Kitbashing is the practice of taking components from a pre-existing game to use for your prototype, as opposed to purchasing them or making them from scratch.

I’m one of those designers who also dabbles in graphic design and, as a result, often finds it difficult to do proper “fail fast” prototypes.

So I’m making this area control-deckbuilder mashup about the 1970s NYC graffiti scene and instead of constantly agonising over the map I went and got the El Grande board out.

Turns out that this quick bit of kit-bashing helped me really quickly come to the realisation that I needed to have the territories to place control cubes into, but have the player-characters actually do point-to-point movement along the edges of the territories, because it means whatever position your character is in you have a choice about where to “tag” into.

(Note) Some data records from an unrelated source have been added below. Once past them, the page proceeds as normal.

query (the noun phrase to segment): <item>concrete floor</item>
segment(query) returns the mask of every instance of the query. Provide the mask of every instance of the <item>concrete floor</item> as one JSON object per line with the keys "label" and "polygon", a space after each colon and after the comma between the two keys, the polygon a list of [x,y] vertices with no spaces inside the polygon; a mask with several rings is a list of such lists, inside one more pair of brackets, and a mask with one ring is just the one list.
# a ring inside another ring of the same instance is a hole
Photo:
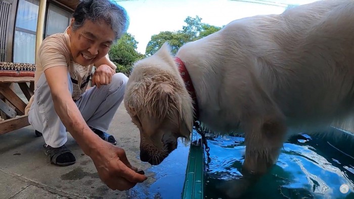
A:
{"label": "concrete floor", "polygon": [[42,137],[28,126],[0,135],[0,198],[181,198],[189,147],[177,150],[160,165],[151,167],[139,159],[138,129],[122,104],[109,130],[132,165],[148,179],[125,191],[112,190],[99,178],[94,164],[68,133],[67,146],[76,157],[68,167],[52,165],[44,154]]}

Kitbashing can be a useful to help designers get around the bad habits we develop (I’m looking at everyone who posts graphic design questions on designers forums, about beautiful cards for games which may or may not deserve to see the light of day!)

When I worked in videogames we used to separate our systems and mechanics design from “content” design (i.e. level design, items, characters etc.).

Content design in tabletop is stuff like “we need x of these cards” or “the board needs to have x areas/be shaped like this”, and it can be seductive to jump into it too early because it’s more satisfaction for less work than fixing whatever the core issues of your game are.

That’s why kit-bashing like this example is a really good way to avoid getting bogged down in premature content design. You don’t need 120 different cards to see if your Deckbuilder engine has legs, and you certainly don’t need to custom make a map of the NYC transit system when medieval Spain will do just fine!